Soggvar turned his head to allow his deathly shaman to whisper in his ear.

“The sacrifice of the Cursebreaker is what the gods demand of us. Step back.”

“My lord, I cannot.”

“Step back.”

“Who is this shaman, my lord? Why does he pour poison in your ears?”

“He is my priest, blacksmith. Return to your place.”

“My lord, I have sworn!” The words ripped from his mouth. “He is my liege lord, and my friend. I cannot allow you to sacrifice him.”

“You have renounced your clan?” Distance had filled the thane’s voice, the sound of surprise and disappointment.

“No, my thane.” He rose, unbidden, not caring anymore if he incurred Soggvar’s wrath. “But since you say the gods demand the sacrifice of a man, let them take this cursed soul instead of his.”

Silence filled the meadow.

“Everyone here is bound by a grim fate – no less is he.
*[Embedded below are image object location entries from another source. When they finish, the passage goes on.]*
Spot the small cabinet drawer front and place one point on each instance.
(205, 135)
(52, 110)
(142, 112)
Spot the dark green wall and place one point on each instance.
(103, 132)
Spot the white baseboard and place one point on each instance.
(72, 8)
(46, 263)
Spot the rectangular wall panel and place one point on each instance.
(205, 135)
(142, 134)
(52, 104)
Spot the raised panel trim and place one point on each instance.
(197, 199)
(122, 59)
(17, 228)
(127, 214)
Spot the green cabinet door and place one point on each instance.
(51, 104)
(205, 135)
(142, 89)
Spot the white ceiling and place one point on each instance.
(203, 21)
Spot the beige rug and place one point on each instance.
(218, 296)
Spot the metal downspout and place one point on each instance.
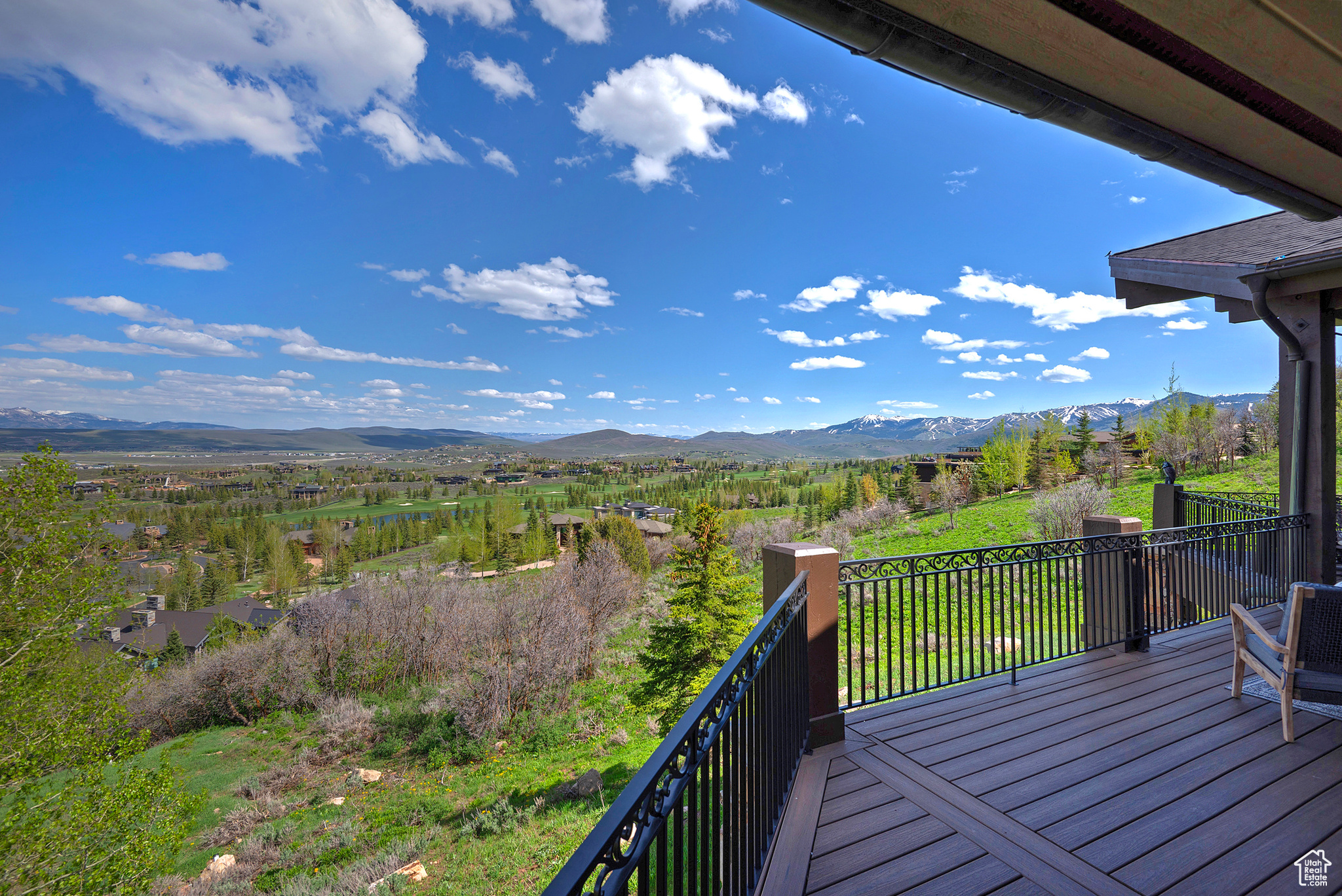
(1258, 286)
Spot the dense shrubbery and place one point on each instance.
(505, 654)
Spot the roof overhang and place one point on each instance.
(1240, 94)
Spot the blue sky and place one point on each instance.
(556, 217)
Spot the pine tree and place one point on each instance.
(709, 616)
(1084, 435)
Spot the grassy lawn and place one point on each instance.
(1005, 521)
(413, 798)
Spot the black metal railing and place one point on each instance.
(908, 624)
(1207, 508)
(698, 817)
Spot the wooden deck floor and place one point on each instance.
(1107, 773)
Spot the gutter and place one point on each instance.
(904, 42)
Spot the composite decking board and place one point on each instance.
(1198, 834)
(1023, 791)
(965, 703)
(841, 765)
(1258, 859)
(1110, 746)
(1020, 887)
(952, 719)
(1031, 855)
(1045, 734)
(790, 855)
(874, 851)
(1055, 703)
(847, 782)
(1018, 736)
(1094, 792)
(1090, 824)
(977, 878)
(904, 874)
(925, 705)
(866, 824)
(1289, 879)
(851, 804)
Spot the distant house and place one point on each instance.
(635, 510)
(308, 538)
(653, 527)
(144, 628)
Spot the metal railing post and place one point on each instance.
(781, 565)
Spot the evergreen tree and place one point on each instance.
(1037, 470)
(709, 616)
(1084, 435)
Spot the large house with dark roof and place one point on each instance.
(144, 629)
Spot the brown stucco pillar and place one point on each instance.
(781, 565)
(1311, 320)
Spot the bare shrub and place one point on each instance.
(345, 718)
(749, 540)
(602, 591)
(238, 683)
(1058, 513)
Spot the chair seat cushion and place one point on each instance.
(1305, 679)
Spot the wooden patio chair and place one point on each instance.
(1305, 660)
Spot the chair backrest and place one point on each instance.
(1314, 627)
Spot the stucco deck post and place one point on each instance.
(781, 565)
(1311, 320)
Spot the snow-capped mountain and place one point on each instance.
(973, 430)
(29, 419)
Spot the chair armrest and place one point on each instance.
(1254, 625)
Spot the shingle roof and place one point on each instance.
(1254, 242)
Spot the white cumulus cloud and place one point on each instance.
(1065, 373)
(1051, 310)
(818, 298)
(663, 107)
(188, 262)
(57, 369)
(507, 81)
(901, 303)
(553, 291)
(942, 341)
(784, 103)
(996, 376)
(827, 364)
(274, 74)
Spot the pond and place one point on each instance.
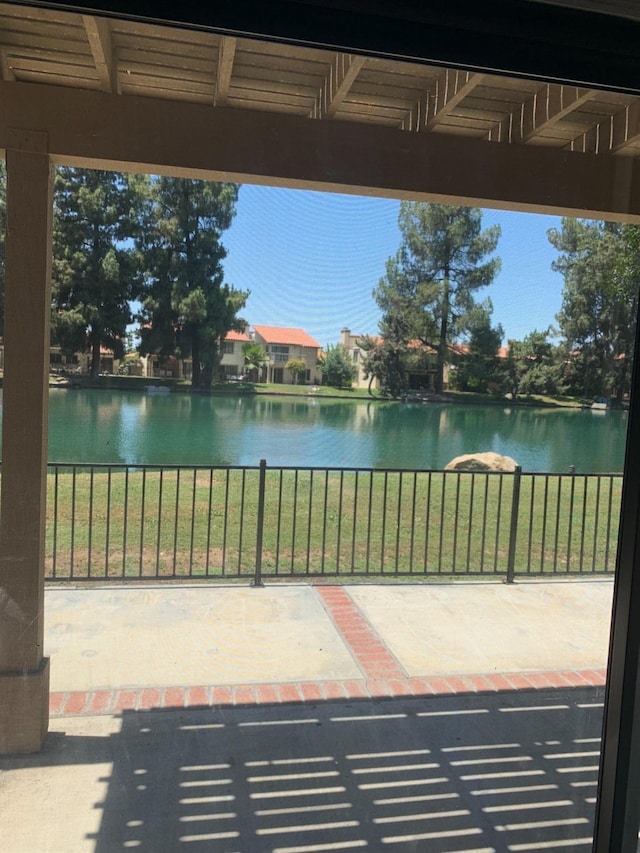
(137, 428)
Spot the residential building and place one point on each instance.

I have sworn my life to his service and I have sworn my life to the clan. Therefore, my blood should serve just as well as his, and the curse shall not trouble me in the afterlife. I shall sup with the gods, and perhaps see your true selves again, for your ‘priest’ leads you astray, my king.”

“And now you claim to understand the will of the gods? You, a common smith?”

“Not as such. But blood sacrifice has never been a part of our ways, and your priest advises you to murder the man I was told might be able to save us. What else could that be but the influence of Hel?”

Thane Soggvar opened his mouth to speak and froze. Silver bells rang out over the meadow.